Pursuant to the Cooperation Agreement, the Issuer shall recommend, support and solicit proxies for the election of Dr. Singh and the New Director at the Issuer's 2025 annual meeting of stockholders in a manner no less rigorous and favorable than the manner in which the Issuer supports the Board's other nominee at such meeting.
The Cooperation Agreement also provides that the Issuer will form an Executive Steering Committee (the "Executive Steering Committee") of the Board, to be chaired by Dr. Singh, with current Board members, Mr. Hendrix and David Moxam serving as members. The Executive Steering Committee will, among other things, provide oversight of certain strategic matters, including management's capital allocation, expense management, certain senior hiring and succession planning processes, and other matters.
Pursuant to the Cooperation Agreement, the Reporting Persons are subject to customary standstill restrictions until the date that is thirty (30) days prior to the nomination deadline for the Issuer's 2026 annual meeting of stockholders.
The foregoing description of the Cooperation Agreement does not purport to be complete and is qualified in its entirety by reference to the Cooperation Agreement, which is attached as Exhibit 99.1 hereto and is incorporated herein by reference. | |
Item 5. | Interest in Securities of the Issuer |
(a) | Item 5(a) is hereby amended and restated as follows:
The aggregate percentage of Shares reported owned by each person named herein is based upon 190,529,835 Shares outstanding, as of March 14, 2025, which is the total number of Shares outstanding as reported in the Issuer's Annual Report on Form 10-K filed with the Securities and Exchange Commission on March 19, 2025.

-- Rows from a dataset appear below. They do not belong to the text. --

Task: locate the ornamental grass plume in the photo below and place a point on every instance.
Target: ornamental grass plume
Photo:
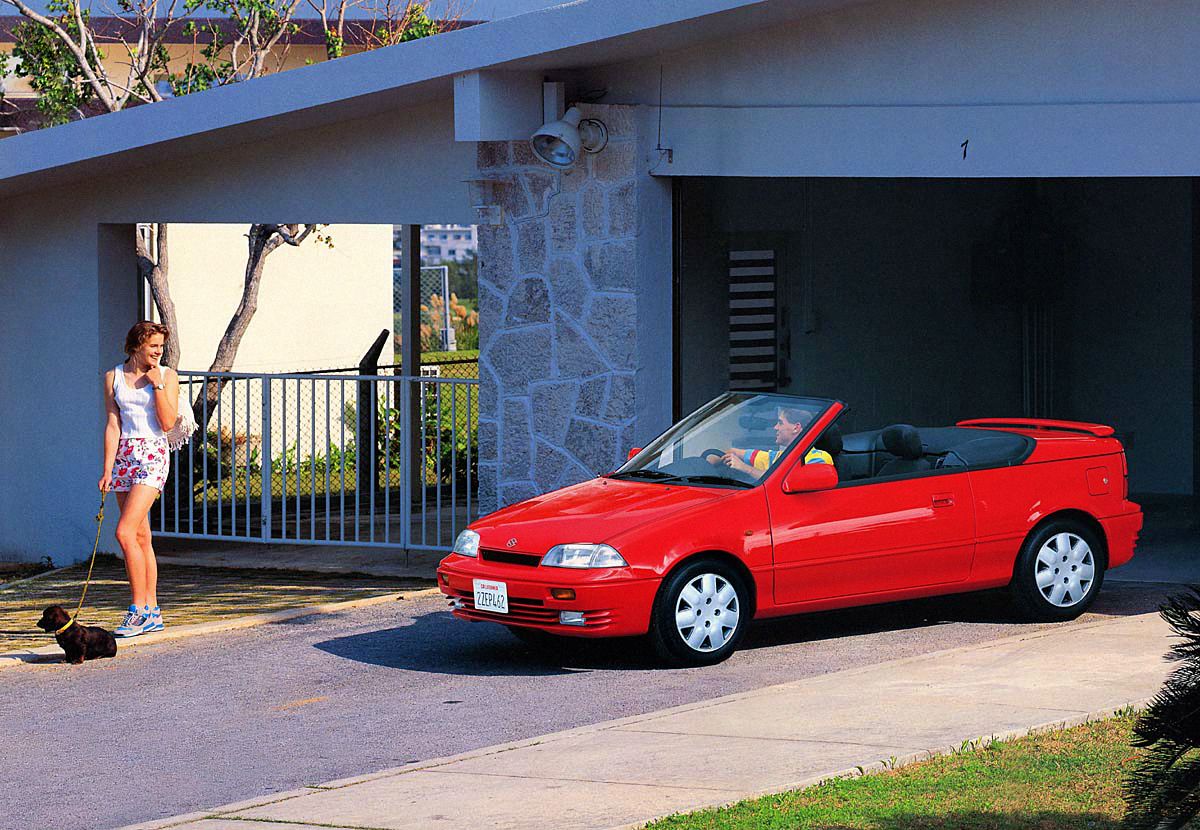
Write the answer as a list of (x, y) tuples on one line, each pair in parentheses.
[(1163, 791)]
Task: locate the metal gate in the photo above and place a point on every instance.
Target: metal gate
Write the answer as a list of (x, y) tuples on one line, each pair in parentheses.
[(322, 458)]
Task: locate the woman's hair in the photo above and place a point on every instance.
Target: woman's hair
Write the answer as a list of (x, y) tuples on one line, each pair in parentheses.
[(143, 331)]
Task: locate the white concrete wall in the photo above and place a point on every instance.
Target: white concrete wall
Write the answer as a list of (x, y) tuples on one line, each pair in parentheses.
[(894, 88), (66, 308), (934, 53)]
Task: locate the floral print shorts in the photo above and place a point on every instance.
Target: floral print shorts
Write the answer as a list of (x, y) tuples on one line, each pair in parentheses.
[(141, 461)]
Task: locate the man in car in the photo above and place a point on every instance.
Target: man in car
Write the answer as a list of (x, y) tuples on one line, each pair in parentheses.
[(790, 425)]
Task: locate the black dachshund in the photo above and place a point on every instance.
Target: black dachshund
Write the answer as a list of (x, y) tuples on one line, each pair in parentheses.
[(79, 642)]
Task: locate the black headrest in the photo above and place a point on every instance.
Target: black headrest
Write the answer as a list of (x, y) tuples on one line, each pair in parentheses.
[(903, 440), (829, 440)]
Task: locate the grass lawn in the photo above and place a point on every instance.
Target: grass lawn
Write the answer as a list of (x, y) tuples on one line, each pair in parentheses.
[(1056, 781)]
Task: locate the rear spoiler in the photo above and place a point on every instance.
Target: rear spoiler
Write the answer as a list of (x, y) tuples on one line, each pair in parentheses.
[(1097, 429)]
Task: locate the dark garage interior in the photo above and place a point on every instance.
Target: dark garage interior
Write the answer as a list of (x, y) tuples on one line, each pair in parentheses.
[(929, 301)]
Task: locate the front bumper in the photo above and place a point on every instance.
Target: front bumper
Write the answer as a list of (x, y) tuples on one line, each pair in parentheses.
[(616, 602)]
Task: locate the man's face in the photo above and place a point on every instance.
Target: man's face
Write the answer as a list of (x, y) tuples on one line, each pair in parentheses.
[(785, 431)]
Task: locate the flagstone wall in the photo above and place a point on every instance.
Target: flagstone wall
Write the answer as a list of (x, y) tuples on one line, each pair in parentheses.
[(558, 316)]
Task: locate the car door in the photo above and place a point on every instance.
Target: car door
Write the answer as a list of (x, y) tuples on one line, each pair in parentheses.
[(871, 537)]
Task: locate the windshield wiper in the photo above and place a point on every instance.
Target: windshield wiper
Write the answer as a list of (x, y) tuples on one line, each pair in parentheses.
[(643, 474), (714, 480)]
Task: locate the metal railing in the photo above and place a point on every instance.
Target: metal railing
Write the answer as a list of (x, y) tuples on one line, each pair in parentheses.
[(319, 458)]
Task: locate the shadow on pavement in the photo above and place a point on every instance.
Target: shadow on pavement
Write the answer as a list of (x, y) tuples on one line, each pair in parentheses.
[(983, 607), (437, 643)]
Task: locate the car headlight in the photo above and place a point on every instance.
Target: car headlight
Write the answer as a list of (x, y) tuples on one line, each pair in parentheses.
[(467, 545), (582, 554)]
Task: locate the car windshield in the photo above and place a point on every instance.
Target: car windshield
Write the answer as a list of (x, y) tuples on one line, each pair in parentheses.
[(733, 440)]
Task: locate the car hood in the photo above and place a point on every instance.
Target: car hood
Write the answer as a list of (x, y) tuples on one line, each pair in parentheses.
[(592, 511)]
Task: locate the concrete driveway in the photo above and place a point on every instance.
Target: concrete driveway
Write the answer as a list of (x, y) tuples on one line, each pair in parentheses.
[(196, 723)]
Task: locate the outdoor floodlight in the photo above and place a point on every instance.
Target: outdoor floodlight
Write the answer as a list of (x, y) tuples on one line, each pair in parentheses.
[(558, 143)]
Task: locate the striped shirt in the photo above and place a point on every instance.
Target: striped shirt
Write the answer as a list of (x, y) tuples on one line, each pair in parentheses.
[(139, 419), (761, 459)]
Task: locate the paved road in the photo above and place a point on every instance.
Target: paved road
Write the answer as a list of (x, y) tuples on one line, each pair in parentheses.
[(195, 723)]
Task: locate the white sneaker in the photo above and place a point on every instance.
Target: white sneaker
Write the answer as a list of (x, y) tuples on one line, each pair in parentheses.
[(135, 623)]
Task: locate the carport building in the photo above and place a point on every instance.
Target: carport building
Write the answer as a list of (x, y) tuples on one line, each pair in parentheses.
[(930, 210)]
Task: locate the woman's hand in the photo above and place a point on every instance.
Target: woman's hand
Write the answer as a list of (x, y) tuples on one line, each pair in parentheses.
[(732, 461)]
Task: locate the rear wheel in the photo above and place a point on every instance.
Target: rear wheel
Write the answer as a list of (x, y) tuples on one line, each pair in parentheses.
[(1059, 571), (700, 614)]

As of the date hereof, Dr. Singh owned directly 193,511 Shares, constituting less than 1% of the Shares.
As of the date hereof, SiCPower owned directly 24,883,161 Shares, constituting approximately 13.1% of the Shares outstanding. As sole manager of SiCPower, Dr. Singh may be deemed to beneficially own the Shares owned by SiCPower.

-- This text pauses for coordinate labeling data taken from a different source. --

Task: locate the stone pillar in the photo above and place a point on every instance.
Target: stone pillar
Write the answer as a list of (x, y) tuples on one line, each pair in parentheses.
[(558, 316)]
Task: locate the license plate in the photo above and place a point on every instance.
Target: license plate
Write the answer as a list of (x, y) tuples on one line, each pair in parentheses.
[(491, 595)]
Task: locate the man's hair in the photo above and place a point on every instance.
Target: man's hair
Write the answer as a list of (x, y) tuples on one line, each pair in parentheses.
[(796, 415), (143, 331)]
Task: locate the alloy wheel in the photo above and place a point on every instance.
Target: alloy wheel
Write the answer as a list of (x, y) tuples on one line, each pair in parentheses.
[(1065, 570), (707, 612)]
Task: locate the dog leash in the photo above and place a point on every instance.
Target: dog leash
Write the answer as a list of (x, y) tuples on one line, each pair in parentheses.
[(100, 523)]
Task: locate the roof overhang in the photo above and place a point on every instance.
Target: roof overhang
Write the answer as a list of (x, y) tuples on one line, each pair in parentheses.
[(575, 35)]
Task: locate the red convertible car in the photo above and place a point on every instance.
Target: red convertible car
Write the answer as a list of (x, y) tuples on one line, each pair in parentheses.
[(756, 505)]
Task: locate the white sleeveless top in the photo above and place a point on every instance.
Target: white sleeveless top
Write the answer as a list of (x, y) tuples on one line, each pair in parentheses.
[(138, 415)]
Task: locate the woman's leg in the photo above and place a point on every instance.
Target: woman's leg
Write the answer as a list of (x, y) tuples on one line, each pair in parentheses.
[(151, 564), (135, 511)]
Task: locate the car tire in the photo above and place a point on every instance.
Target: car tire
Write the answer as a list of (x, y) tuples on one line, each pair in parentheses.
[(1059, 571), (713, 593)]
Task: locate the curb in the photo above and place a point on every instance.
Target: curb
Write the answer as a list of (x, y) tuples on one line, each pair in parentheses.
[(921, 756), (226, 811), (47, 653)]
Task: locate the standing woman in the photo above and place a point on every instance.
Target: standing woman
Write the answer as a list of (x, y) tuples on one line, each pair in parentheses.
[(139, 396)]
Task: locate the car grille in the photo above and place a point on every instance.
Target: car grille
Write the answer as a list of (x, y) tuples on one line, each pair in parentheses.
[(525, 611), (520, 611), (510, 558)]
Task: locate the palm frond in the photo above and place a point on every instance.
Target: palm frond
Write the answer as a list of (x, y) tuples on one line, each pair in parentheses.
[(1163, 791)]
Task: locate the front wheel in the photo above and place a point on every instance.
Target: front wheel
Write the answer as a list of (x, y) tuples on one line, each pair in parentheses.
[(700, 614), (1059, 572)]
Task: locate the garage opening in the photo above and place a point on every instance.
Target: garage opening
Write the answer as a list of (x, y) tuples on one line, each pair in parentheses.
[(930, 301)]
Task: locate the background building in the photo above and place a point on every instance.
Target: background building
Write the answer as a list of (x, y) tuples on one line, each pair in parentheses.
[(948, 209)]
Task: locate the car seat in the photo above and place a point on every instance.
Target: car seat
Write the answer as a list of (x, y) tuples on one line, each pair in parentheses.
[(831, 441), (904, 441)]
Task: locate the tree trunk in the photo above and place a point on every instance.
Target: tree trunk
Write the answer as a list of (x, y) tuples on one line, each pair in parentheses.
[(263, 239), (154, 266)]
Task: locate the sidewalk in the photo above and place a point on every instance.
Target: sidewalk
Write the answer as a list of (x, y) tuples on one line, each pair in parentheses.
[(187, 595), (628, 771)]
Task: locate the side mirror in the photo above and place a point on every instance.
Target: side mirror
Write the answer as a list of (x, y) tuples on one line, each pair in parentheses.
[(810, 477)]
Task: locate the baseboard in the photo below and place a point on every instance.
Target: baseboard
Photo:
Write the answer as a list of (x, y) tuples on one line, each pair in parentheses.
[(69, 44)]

The filing of this Schedule 13D shall not be deemed an admission that any of the Reporting Persons is, for purposes of Section 13(d) of the Securities Exchange Act of 1934, as amended, the beneficial owner of any Shares he or it does not directly own. Each of the Reporting Persons specifically disclaims beneficial ownership of the Shares reported herein that he or it does not directly own. |
(c) | Item 5(c) is hereby amended to add the following:
Other than as set forth in Exhibit 1 and Item 6 below, none of the Reporting Persons have transacted in the Shares since the filing of the Schedule 13D. |
Item 6. | Contracts, Arrangements, Understandings or Relationships With Respect to Securities of the Issuer |
Item 6 is hereby amended to add the following:
On March 17, 2025, Dr. Singh was awarded 24,158 fully vested Restricted Stock Units, each of which automatically converted into one Share upon vesting, under the Issuer's annual bonus program applicable to employees of the Issuer during the year 2024. Dr. Singh was previously an executive officer of the Issuer and was employed by an affiliate of the Issuer for a portion of year 2024 corresponding to this award.

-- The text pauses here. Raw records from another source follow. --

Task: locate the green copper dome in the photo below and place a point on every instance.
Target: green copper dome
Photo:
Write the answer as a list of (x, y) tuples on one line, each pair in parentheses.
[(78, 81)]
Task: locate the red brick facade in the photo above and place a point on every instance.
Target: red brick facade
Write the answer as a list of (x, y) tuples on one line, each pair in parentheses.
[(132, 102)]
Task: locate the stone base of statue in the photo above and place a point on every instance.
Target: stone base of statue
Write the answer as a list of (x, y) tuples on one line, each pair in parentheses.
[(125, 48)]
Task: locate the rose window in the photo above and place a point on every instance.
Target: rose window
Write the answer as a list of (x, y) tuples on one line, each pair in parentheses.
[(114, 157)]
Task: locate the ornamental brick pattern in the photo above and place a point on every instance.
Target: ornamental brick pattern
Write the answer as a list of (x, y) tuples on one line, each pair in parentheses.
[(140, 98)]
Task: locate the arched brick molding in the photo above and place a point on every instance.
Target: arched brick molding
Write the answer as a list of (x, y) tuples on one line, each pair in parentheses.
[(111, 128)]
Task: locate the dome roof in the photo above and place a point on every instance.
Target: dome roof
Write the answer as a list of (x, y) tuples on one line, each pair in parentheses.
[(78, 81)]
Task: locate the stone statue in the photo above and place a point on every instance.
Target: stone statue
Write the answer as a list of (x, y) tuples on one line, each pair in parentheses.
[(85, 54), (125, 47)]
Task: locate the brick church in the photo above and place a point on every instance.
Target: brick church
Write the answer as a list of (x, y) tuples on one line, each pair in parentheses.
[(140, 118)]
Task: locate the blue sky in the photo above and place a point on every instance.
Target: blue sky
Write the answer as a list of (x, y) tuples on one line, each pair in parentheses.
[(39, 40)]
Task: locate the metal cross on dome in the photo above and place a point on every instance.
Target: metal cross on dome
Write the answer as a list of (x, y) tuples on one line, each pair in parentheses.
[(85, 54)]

On April 23, 2025, the Reporting Persons and the Issuer entered into the Cooperation Agreement as defined and described in Item 4 above and attached as Exhibit 99.1 hereto. | |
Item 7. | Material to be Filed as Exhibits. |
Item 7 is hereby amended to add the following exhibits:
1 - Transactions in Securities
99.1 - Cooperation Agreement, dated April 23, 2025, by and among the Issuer and the Reporting Persons |
SIGNATURE | |
After reasonable inquiry and to the best of my knowledge and belief, I certify that the information set forth in this statement is true, complete and correct.